Celtic
- Manager: Willie Maley
- Stadium: Celtic Park
- Scottish First Division: 1st
- ← 1914–151916–17 →

= 1915–16 Celtic F.C. season =

The 1915–16 Scottish football season was Celtic's 28th season of competitive football, in which they competed in the Scottish First Division. Celtic won the League for the third year in a row, by eleven points over nearest rival Rangers.

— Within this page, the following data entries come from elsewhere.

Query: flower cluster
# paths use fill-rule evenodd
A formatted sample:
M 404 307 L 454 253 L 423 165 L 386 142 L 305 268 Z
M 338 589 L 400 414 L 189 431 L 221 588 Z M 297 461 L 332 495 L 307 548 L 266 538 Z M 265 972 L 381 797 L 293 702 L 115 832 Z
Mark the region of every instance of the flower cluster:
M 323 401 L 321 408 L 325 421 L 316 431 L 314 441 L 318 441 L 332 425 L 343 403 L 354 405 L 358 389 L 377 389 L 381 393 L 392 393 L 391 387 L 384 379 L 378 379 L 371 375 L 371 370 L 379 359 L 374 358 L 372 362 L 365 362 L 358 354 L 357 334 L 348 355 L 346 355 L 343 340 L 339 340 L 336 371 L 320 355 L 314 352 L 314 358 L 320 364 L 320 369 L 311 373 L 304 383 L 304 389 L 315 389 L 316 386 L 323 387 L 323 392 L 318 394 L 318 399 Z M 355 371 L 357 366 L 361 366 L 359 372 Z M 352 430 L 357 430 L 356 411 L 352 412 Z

The Scottish Cup was not played for the second consecutive year because of the Great War.

Celtic won both the Glasgow Cup and the Glasgow Merchants' Charity Cup.

==Competitions==

===Scottish First Division===

====League table====

| Pos | Teamv; t; e; | Pld | W | D | L | GF | GA | GD | Pts |
|---|---|---|---|---|---|---|---|---|---|
| 1 | Celtic (C) | 38 | 32 | 3 | 3 | 116 | 23 | +93 | 67 |
| 2 | Rangers | 38 | 25 | 6 | 7 | 87 | 39 | +48 | 56 |
| 3 | Morton | 37 | 22 | 7 | 8 | 86 | 35 | +51 | 51 |
| 4 | Ayr United | 38 | 20 | 8 | 10 | 72 | 45 | +27 | 48 |
| 5 | Heart of Midlothian | 37 | 20 | 6 | 11 | 66 | 45 | +21 | 46 |

====Matches====
21 August 1915
Celtic 3-1 Motherwell

28 August 1915
Airdrieonians 0-5 Celtic

4 September 1915
Celtic 2-1 Falkirk

11 September 1915
Morton 0-1 Celtic

18 September 1915
Dundee 0-2 Celtic

27 September 1915
Celtic 5-0 Clyde

2 October 1915
Hibernian 0-4 Celtic

16 October 1915
Hamilton Academical 2-3 Celtic

23 October 1915
Celtic 0-2 St Mirren

30 October 1915
Rangers 3-0 Celtic

6 November 1915
Celtic 3-1 Aberdeen

13 November 1916
Hearts 2-0 Celtic

20 November 1915
Celtic 2-0 Kilmarnock

27 November 1915
Raith Rovers 0-2 Celtic

4 December 1915
Celtic 6-2 Queen's Park

11 December 1915
Ayr United 0-4 Celtic

18 December 1915
Partick Thistle 0-4 Celtic

25 December 1915
Celtic 6-0 Airdrieonains

1 January 1916
Celtic 2-2 Rangers

3 January 1916
Clyde 1-3 Celtic

8 January 1916
Dumbarton 1-2 Celtic

15 January 1916
Celtic 3-1 Hibernian

22 January 1916
Third Lanark 0-4 Celtic

29 January 1916
Celtic 3-1 Ayr United

5 February 1916
Aberdeen 0-4 Celtic

12 February 1916
Celtic 6-0 Dumbarton

19 February 1916
Queen's Park 0-1 Celtic

26 February 1916
Celtic 3-0 Dundee

4 March 1916
Kilmarnock 0-3 Celtic

11 March 1916
Celtic 5-1 Hamilton Academical

18 March 1916
St Mirren 0-5 Celtic

1 April 1916
Celtic 0-0 Morton

8 April 1916
Falkirk 0-2 Celtic

15 April 1916
Celtic 6-0 Raith Rovers

15 April 1916
Motherwell 1-3 Celtic

22 April 1916
Celtic 0-0 Hearts

24 April 1916
Celtic 4-1 Third Lanark

30 April 1916
Celtic 5-0 Partick Thistle

===Friendly===
21 May 1916
Scottish League XI 1-0 Celtic
  Scottish League XI: Jock Simpson
- Charity fundraising match between the Scottish League winners and the 'Rest of the League'.